Both the House and the Senate bills indicate that economic reasons are the primary force behind the effort to expand smoking areas in the CNMI. Neither bill, however, cites any studies to show that the CNMI’s Smoke-Free Air Act has had any negative economic impact on the hospitality industry, or on any other industry. The statistics that are cited in the bills relate to the prevalence of smoking in countries from which many of the CNMI's tourists originate; however, these statistics warrant further examination. For example, Senate Bill 17-37 states that 350 million people smoke in China; this equates to approximately less than 30% of China’s total population. In other words, more than 70% of the people in China do not smoke. As another example, the same bill states that 40% of the Japanese male population are smokers; overall, however, the actual prevalence of smoking in Japan as of 2010 is approximately 24%, a record low for that country for the 15th consecutive year. Russia has a high prevalence of smoking (53% according to the Senate bill, but more like 43% according to other reports), but even Russia is today contemplating smoke-free laws for public places.

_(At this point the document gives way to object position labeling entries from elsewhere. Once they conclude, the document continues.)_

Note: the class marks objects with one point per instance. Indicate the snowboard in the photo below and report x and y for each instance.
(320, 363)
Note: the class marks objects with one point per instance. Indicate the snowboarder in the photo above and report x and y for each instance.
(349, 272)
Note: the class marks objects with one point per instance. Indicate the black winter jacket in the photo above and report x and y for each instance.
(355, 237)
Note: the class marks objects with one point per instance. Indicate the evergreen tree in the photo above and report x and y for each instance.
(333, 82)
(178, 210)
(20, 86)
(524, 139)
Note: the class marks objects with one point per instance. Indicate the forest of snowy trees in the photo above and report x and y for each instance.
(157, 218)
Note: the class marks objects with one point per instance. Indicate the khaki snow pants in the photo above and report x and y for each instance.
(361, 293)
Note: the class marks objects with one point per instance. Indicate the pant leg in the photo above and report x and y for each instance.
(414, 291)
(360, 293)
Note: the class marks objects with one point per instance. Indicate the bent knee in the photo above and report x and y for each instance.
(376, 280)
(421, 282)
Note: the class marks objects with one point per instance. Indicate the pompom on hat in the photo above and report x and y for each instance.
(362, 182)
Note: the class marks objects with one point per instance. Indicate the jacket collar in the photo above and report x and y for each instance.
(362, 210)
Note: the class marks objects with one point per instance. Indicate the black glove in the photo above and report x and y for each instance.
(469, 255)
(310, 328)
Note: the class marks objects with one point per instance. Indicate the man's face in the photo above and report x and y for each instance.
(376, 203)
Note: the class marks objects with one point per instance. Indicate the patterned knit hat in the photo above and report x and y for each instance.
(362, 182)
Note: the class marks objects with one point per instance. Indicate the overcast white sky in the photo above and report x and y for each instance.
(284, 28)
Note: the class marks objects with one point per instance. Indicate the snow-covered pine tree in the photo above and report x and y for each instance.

Meanwhile, the Community Guidance Center at the Department of Public Health is planning to conduct surveys of CNMI tourists regarding their views of the CNMI’s smoke-free law, and to compile local tobacco-related data including tobacco-related deaths, medical referral costs, and other health and economic impacts. Many health advocates believe that more objective studies on the economic and health impacts of the CNMI’s Smoke-Free Air Act, as well as more public hearings, are critical for informing the community and policymakers in making evidence-based decisions regarding policies that affect public health.